Mektuplarda üzerinde durulan diğer önemli konuysa Rıza Tevfik Bölükbaşı’nın bütün şiirlerinin bulunduğu Serab-ı Ömrüm adlı kitabının maroken deri ile ciltletilmesi meselesidir. Paris’te bu deri ile ciltletilerek teksir edilmesi pahalıya geldiği için ancak eşe dosta verilmiştir. Kaliteli ve karton kapaklı olarak bastırılabilmesi Rıza Tevfik Bölükbaşı’nın vefatından kısa bir süre önce (1949) mümkün olabilmiştir.
Şimdi sizi, kitabın arasından seçtiğim trajikomik bir yerine götüreceğim. Bu yeri okurken Refî Cevad’ın haline hem üzüldüm hem de anlattığı fıkramsı olaydan dolayı güldüm. İşte o beğendiğim yer:
“On beş senelik menfâ-yı ihtiyârî beni mahvetti.
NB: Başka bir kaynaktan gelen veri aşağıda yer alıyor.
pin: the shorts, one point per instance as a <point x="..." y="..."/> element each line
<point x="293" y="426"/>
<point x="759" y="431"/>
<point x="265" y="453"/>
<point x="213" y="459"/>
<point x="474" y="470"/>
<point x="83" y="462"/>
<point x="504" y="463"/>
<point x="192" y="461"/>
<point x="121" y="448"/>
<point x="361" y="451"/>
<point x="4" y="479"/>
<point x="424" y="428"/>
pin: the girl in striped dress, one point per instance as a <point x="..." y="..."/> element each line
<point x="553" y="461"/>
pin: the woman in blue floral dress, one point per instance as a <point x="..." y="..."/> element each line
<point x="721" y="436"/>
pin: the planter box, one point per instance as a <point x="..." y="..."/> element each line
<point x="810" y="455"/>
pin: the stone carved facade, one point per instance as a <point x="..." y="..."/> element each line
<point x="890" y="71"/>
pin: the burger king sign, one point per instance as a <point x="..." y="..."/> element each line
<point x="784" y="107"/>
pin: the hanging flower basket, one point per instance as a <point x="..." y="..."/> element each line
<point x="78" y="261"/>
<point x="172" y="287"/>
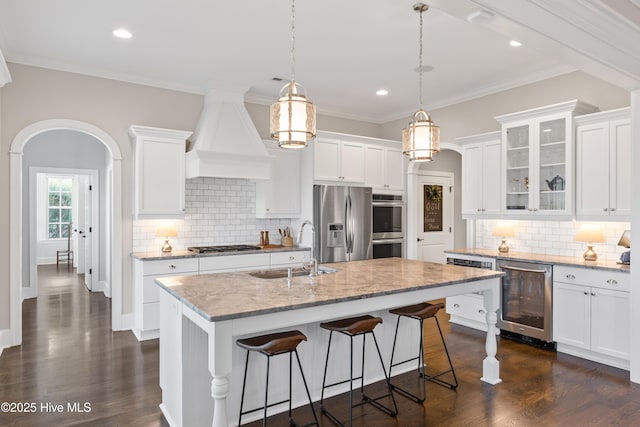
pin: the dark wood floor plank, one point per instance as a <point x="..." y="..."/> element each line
<point x="69" y="354"/>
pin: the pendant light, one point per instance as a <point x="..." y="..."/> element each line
<point x="421" y="138"/>
<point x="293" y="117"/>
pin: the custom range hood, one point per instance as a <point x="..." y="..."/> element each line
<point x="226" y="143"/>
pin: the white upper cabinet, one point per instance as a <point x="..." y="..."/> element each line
<point x="537" y="160"/>
<point x="279" y="196"/>
<point x="384" y="168"/>
<point x="603" y="166"/>
<point x="338" y="161"/>
<point x="481" y="174"/>
<point x="358" y="160"/>
<point x="159" y="172"/>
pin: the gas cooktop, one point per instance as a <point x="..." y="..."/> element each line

Burada değil memlekette bile on param yok. O halde ben ne yapabilirim? Düşünüyorum, vatana dönebilirsem bir mahalle mektebinde hocalık filan bulur geçinirim diyordum. Devlet memuriyeti yok. Gazetecilik de edemeyeceğim. Bu yaştan sonra tüccar kâtipliği nasıl edebilirim?
Edebiyat ile uğraşsam yazı yazmağa korkacağım. Olur a, fena bir mana derler. Hani “Ördek Mehmed” isminde birinin hikâyesi vardır. Her zaman “bana ördek dediniz” diye kavga edermiş. Bir gün mahalle kahvesinde herifin biri:
-Bugün hava bozuk, der demez kāmeti azdırmış.
-Canım ne oldun? demişler.
-Bana ördek dedi.
-Öyle bir şey işitmedik.
-Hava bozuk dedi ya. Hava bozarsa yağmur yağar. Sel olur, göl olur; gölde de ördek yüzer...”
Son olarak söylemek gerekirse bu kitaptan o dönemle alakalı bazı ipuçları alacağınızdan eminim. Onun haricinde kitapla ilgili bir şeyler daha söylemek gerekirse, iki arkadaşın samimi ifadelerle dolu mektuplarından keyif alırken zaman zaman ağırlaşan kelimelerden dolayı uykum gelmedi de değil. Kitabın arkasına veya ağırlaşan kelimelerden sonra sadeleşmiş ifadeleyle manalandırılması lazım. Aksi takdirde bazı yerleri sözlüksüz anlaması zor. Kitaptan gördüklerim bunlardı. Şimdiden iyi okumalar diliyorum.